Observation of pseudogap in Cr_{1-x}Y_xN magnetic alloy and its impact on the Seebeck coefficient by ab-initio calculations

TL;DR

This study investigates the thermoelectric properties of the Cr_{1-x}Y_xN alloy using ab-initio calculations, revealing the importance of pseudogaps and Fermi level positioning for high Seebeck coefficients and thermoelectric efficiency.

Contribution

First detailed ab-initio analysis of Cr_{1-x}Y_xN alloy's thermoelectric properties, highlighting the role of pseudogaps and magnetic effects in optimizing performance.

Findings

Presence of pseudogaps correlates with high Seebeck coefficient.

Small indirect energy gaps observed at x=0.5.

Magnetic structure influences electronic properties.

Abstract

Thermoelectric materials require high electronic conductivity and low thermal conductivity. CrN has been shown to have low phononic thermal conductivity, making it a potential candidate for thermoelectric applications. In addition, similarities have been observed between YN and ScN suggesting that the CrYN alloy may have interesting thermoelectric properties. As CrYN has not been studied in detail at the level of thermoelectric properties, the first study on CrYN alloy of Seebeck coefficient and zT figure of merit is proposed in this study. For this purpose, cubic special quasirandom structures were constructed at values of x = 0.25, 0.5 and 0.75 in the alloy Cr_{1-x}Y_xN starting from different magnetic structures.
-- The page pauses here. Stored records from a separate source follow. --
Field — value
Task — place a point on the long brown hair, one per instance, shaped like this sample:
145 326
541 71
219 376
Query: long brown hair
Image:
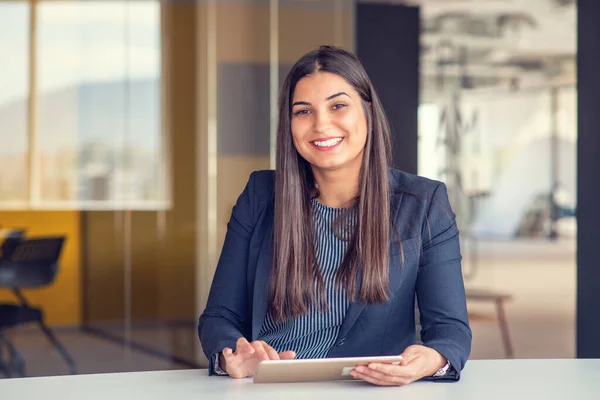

After analyzing lattice parameters, Cr magnetic moments, octahedron deformation, second neighbors distribution around metals, density of states and band structures, it was concluded that to obtain high values of Seebeck coefficient and zT, it is necessary the presence of a pseudo gap in both spin channels and it is also necessary that the Fermi level is on a steep decreasing slope of number of states, since due to Motts approximation, the value of this slope is proportional to the Seebeck coefficient. Density of states of all the structures shows a metallic behavior. In structures with x=0.5, the presence of small indirect energy gaps is observed. Although no structure retains the initial magnetic configuration, there is a possible influence of this on the electronic structure. Considerable deformations in octahedra can suppress thermoelectric properties.